Taylor musterte Laura. Jung, klug, so ambitioniert wie jeder andere Reporter, und dennoch hatte das Mädchen sie noch nie reingelegt. Damit gehörte sie zu einem ganz kleinen Kreis, und auch wenn Taylor nicht davon ausging, dass es niemals passieren würde, respektierte sie, dass diese Frau sie bisher noch nie falsch zitiert oder einen Bericht manipuliert hatte. Taylor wusste, dass der Rest der Truppe genauso dachte. Es war allgemein bekannt, wem man vertrauen konnte und wem nicht. Laura hatte ihren Job immer einwandfrei erledigt. Integrität bei einem Reporter. Beinahe musste Taylor lachen.

“Okay, aber nur weil Sie es sind. Whitney Connolly ist tatsächlich tot. Was werden Sie jetzt machen?”

Laura warf ihr einen Blick zu. “Natürlich mit meinem Producer sprechen. Whitney war eine Ikone, und wir werden ein Band mit ihren besten Beiträgen zusammenstellen, um sie entsprechend zu würdigen. Ich würde mir an Ihrer Stelle keine Gedanken über die anderen von uns machen. Jeder wird seine Kamera ausgeschaltet lassen. Respekt für eine Kollegin, wenn Sie verstehen.”

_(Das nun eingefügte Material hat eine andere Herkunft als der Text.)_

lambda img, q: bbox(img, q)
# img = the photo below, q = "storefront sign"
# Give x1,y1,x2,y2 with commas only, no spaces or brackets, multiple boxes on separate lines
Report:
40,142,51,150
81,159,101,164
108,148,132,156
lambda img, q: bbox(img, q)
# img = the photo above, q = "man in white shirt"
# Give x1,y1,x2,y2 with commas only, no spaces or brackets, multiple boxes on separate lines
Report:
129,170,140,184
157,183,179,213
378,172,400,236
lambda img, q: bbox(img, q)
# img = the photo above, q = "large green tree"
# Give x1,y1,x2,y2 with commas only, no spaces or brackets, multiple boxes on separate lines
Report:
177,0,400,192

“Warum seid ihr nicht allem gegenüber so respektvoll?”

“Ach kommen Sie, Lieutenant, Sie wissen doch, wie es ist. Wir wollen bestimmt keinen der Zuschauer verärgern. Außerdem, es ist einfach nicht richtig, Kapital aus ihrem Tod zu schlagen. Ich habe sie verehrt.”

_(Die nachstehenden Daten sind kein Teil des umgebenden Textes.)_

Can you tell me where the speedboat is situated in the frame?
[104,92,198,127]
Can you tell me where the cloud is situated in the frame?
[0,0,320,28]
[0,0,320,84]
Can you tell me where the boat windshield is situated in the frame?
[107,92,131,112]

Damit drehte Laura sich um und stieg wieder in den Übertragungswagen. Weitere Vans rollten an, die ganze versammelte Mannschaft der Fernsehnachrichten: ABC, CBS, NBC und Fox, alle hatten ihre Lokalsender geschickt. Doch keiner machte Anstalten, sich der Unfallszene zu nähern. Keine Satellitenantennen, die sich ausrichteten. Es wurden keine Kabel ausgerollt, keine Anmoderationen geschrieben. Sie drängten sich zusammen, die Loyalität den einzelnen Sendern gegenüber vergessend, und betrauerten den Tod einer der ihren. Ein ungeplanter Trauerzug auf der West End. So machen wir es auch, dachte Taylor. Wenn einer unserer Polizisten stirbt, verhalten wir uns genauso. Alle Feindseligkeiten sind vergessen, der ganze Hass und die Angst sind fort. Wir trauern gemeinsam. Zumindest meistens. Es war ihr nie in den Sinn gekommen, dass die Presse sich auch so verhalten würde.

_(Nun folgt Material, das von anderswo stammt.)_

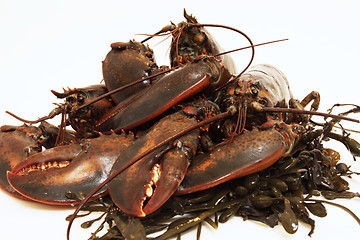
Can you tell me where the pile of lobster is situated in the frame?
[0,9,360,240]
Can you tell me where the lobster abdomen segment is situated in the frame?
[176,129,291,195]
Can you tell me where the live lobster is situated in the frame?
[0,8,358,238]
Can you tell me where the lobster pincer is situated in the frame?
[95,12,236,132]
[0,125,42,198]
[176,123,302,195]
[108,112,199,217]
[7,134,133,205]
[95,57,232,131]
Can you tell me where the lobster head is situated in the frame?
[52,85,114,136]
[170,9,221,67]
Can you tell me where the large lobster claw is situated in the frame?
[8,134,133,205]
[95,58,231,131]
[102,41,158,103]
[108,112,199,217]
[176,124,301,195]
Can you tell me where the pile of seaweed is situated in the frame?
[68,109,360,240]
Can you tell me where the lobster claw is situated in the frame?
[176,124,301,195]
[0,125,42,198]
[7,134,133,205]
[102,41,158,103]
[108,112,199,217]
[95,58,231,131]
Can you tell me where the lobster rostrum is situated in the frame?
[1,9,358,240]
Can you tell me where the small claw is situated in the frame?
[0,125,41,199]
[8,135,133,205]
[108,113,199,217]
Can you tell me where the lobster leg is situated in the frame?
[176,122,298,195]
[95,58,231,131]
[8,134,133,205]
[108,112,199,217]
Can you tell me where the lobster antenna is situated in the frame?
[5,103,62,124]
[66,112,231,240]
[189,23,255,79]
[77,38,289,110]
[214,38,289,57]
[262,107,360,123]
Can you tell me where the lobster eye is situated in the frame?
[77,94,85,104]
[66,96,76,104]
[250,84,259,96]
[258,98,268,106]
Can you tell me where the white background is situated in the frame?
[0,0,360,240]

Und Gott sei Dank setzte ihr niemand wegen weiterer Informationen über den Rainman-Fall zu. Dieses eine Mal waren sie zu geschockt, um klar denken zu können. Taylor wandte sich von ihnen ab, überquerte die Straße und ging zurück zu Sam. Sie fand, dass ihre Freundin immer noch ein wenig blass aussah, und konnte sich ungefähr vorstellen, wie sie selber aussehen musste. Der erste Adrenalinschub war verebbt, der Kater war mit aller Macht zurückgekehrt, und sie war unglaublich müde. Als sie Sam erreichte, wollte sie ihr den Arm um die Schulter legen, als ihr der Blutfleck auf ihrem Ärmel auffiel.

“Du hast Blut am Hemd.”

Sam schaute überrascht nach unten. “Hm, wie ungeschickt von mir. Ach, das geht schon wieder raus. Wie läuft’s mit den Nachrichtenjungs?”

“Sie halten alle den Ball flach. Keine Fotos, kein Film. Sie sind ziemlich geschockt. Die meisten überlegen, wie sie die Neuigkeiten aufbereiten können, ohne die ganze Stadt in Trauer zu versetzen. Endlich mal benehmen sie sich nicht wie die Geier, was eine angenehme Abwechslung ist. Du musst dir also keine Gedanken machen.”

Sam lächelte sie an. “Danke, T., du bist die Beste. Ich muss jetzt ins Leichenschauhaus. Bei dir alles okay?”

“Ja. Ich fahre jetzt ins Büro. Nehme ein paar Aspirin. Hole ein bisschen Arbeit auf. Ich hoffe, dass die Jungs alle meine Fälle gelöst haben, damit ich meinen Kopf auf den Schreibtisch legen und ein bisschen schlafen kann.”

“So viele Männer auf der Welt und so wenig Zeit. Grüß Baldwin von mir.” Sam drückte zum Abschied Taylors Arm und ging.